The idea of a global economy once sounded pleasant, but the interconnectedness in Europe continues to pose problems. “French banks reportedly have some of the biggest exposure to Greece and could be vulnerable if the government defaults on its debt,” according to Reuters, which says people are buying Euro puts at a time when the Euro hit a ten-year low against the Yen. Several French banks were downgraded by Moody’s Wednesday.
EU critic Dennis Gartman says the Union is pretty nearly kaput at this point, according to The Wall Street Journal’s reading of his investment letter. Here’s what Gartman is saying now:
This thing that was European Monetary… and eventually European political… Union was a chimera. A falsehood . . . The end-game is upon us. The experiment, from our perspective, is over, and all that is left is the final recognition of that fact.
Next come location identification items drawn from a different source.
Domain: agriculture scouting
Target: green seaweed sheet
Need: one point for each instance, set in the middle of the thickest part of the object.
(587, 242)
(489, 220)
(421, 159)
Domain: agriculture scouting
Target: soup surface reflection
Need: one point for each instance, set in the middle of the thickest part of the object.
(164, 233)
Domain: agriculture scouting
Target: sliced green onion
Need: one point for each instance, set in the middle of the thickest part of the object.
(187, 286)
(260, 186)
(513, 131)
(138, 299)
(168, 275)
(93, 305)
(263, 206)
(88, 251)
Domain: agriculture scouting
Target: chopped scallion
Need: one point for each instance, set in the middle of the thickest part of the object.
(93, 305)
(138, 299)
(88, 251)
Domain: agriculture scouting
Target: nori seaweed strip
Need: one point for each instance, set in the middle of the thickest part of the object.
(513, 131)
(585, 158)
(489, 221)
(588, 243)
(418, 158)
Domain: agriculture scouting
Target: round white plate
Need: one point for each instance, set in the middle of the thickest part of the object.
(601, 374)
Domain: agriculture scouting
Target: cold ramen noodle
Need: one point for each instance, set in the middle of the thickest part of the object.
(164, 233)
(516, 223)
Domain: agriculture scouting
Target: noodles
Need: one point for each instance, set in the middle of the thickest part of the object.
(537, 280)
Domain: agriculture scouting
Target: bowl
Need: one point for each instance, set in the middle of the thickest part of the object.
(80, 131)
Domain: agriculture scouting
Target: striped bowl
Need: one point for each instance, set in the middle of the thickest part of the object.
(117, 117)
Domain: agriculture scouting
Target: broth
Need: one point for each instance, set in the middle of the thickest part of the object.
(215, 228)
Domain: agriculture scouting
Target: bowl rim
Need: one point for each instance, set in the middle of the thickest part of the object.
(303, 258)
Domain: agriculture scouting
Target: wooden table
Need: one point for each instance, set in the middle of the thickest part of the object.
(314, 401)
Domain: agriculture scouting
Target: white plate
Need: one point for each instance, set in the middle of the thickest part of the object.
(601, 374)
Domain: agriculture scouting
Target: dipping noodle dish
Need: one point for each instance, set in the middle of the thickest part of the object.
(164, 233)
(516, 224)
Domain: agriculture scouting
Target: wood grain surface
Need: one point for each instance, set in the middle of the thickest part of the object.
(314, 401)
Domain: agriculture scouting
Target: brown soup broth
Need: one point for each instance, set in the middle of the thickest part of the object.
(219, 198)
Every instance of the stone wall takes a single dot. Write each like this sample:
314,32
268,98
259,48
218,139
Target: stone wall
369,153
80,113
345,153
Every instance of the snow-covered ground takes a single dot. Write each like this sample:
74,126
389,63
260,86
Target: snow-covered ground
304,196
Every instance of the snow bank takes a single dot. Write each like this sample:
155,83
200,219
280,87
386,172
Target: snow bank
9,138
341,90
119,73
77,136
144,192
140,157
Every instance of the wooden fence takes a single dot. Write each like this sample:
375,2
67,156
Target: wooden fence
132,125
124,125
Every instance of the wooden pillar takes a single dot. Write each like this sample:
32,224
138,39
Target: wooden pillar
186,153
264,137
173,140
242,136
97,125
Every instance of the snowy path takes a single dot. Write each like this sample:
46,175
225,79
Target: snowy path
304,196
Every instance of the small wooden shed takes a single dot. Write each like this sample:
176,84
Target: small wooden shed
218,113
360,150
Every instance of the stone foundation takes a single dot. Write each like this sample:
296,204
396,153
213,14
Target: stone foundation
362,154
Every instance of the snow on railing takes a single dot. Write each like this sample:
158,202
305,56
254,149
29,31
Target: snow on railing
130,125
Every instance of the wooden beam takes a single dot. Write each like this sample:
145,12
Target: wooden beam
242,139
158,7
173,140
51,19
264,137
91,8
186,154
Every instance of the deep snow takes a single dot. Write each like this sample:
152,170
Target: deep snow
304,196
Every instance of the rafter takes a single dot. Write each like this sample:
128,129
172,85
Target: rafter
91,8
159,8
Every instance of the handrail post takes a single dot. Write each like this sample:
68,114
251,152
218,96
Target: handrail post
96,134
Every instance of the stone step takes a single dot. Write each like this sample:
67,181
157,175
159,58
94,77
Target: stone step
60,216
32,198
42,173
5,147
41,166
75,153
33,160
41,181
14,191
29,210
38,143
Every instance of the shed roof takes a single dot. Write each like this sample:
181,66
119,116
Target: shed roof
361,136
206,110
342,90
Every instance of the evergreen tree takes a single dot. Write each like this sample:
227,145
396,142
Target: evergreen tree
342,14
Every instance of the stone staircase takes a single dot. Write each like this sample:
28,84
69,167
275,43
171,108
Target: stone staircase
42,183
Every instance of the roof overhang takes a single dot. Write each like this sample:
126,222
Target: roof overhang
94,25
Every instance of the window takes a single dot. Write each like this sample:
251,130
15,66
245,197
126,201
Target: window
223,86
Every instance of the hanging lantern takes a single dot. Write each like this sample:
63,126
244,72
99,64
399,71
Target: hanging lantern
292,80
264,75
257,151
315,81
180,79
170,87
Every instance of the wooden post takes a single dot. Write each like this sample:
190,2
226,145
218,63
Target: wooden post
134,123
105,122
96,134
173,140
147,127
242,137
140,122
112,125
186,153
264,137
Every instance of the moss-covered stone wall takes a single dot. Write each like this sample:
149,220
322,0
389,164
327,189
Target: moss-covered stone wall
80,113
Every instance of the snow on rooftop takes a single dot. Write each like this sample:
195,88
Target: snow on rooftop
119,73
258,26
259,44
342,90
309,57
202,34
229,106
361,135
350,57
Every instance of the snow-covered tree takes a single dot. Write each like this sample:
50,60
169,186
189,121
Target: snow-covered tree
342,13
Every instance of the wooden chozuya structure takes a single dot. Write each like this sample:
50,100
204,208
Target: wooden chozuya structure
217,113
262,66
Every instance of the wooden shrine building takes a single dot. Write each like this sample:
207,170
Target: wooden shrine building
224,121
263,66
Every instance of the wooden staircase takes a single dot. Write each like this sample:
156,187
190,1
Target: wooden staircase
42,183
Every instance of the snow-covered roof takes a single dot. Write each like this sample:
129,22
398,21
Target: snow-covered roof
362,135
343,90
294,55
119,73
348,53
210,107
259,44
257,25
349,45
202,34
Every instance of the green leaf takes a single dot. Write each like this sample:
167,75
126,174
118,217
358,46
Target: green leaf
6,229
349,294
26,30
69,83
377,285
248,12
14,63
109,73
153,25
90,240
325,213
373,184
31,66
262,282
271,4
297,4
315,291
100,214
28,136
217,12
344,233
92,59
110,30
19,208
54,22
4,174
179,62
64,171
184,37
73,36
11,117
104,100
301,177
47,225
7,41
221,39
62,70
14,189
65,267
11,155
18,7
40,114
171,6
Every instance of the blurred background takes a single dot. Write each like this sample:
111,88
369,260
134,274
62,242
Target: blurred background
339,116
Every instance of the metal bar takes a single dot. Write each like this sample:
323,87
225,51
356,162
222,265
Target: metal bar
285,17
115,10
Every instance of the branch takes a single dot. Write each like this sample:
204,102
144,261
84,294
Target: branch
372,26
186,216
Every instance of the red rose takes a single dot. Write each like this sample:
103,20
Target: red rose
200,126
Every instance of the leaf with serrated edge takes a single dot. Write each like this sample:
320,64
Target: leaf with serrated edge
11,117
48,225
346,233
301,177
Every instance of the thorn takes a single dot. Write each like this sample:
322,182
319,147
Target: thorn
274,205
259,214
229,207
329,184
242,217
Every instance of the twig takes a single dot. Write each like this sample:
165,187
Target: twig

A report from MarketWatch says some investors are planning for the Euro to exist stage left — and using various rationales for Euro pessimism. One factor is a spike in the Euro/Dollar exchange rate volatility. Another is less well known:
More worrying, a wonky gauge called a “risk reversal,” which tracks investor demand for bearish put options on the euro/dollar rate relative to bullish calls, is at its most extreme level since the euro was created in 1999. This suggests investors are scrambling to buy puts that grant the right to sell the euro at a predetermined rate in the future to avoid losing money if the euro collapses.
While it’s premature to write an epitaph for the Euro or the EU, there is little in the way of obvious solutions to economic problems in the U.S. or Europe.
A BNY ConvergEx Group managing director told The Economic Times that it was not so much the Europe problem as the lack of a solution that’s sucking life out of markets: “We have no timeline about when we could get any clarity, and financials will continue to be the most egregiously hit in this environment.”
Meanwhile, as the economic masters of the universe wonk away about Europe’s sovereign debt difficulties, this is one crisis that is also hitting at the guy on the street who might normally remain oblivious to economic currents.
This is certainly the case in Greece, whose new austerity plan brings layoffs, new taxes, and wealth cuts seemingly directed at higher income earners.
The austerity is already threatening to trickle down, according to The Sydney Morning Herald:
Though designed to target mainly high earners, the tariff could further anger the crisis-weary middle class and pose political risks for the socialist government, which repeatedly has pledged to protect households from being hurt by further austerity measures.
People are rioting in Greece over the new austerity plan, and photos in The Herald and elsewhere paint a grim picture.
In the U.S., we’re fortunate the market’s difficulties since last spring have played out in the indexes and not the streets. Some other nations aren’t having it so lucky.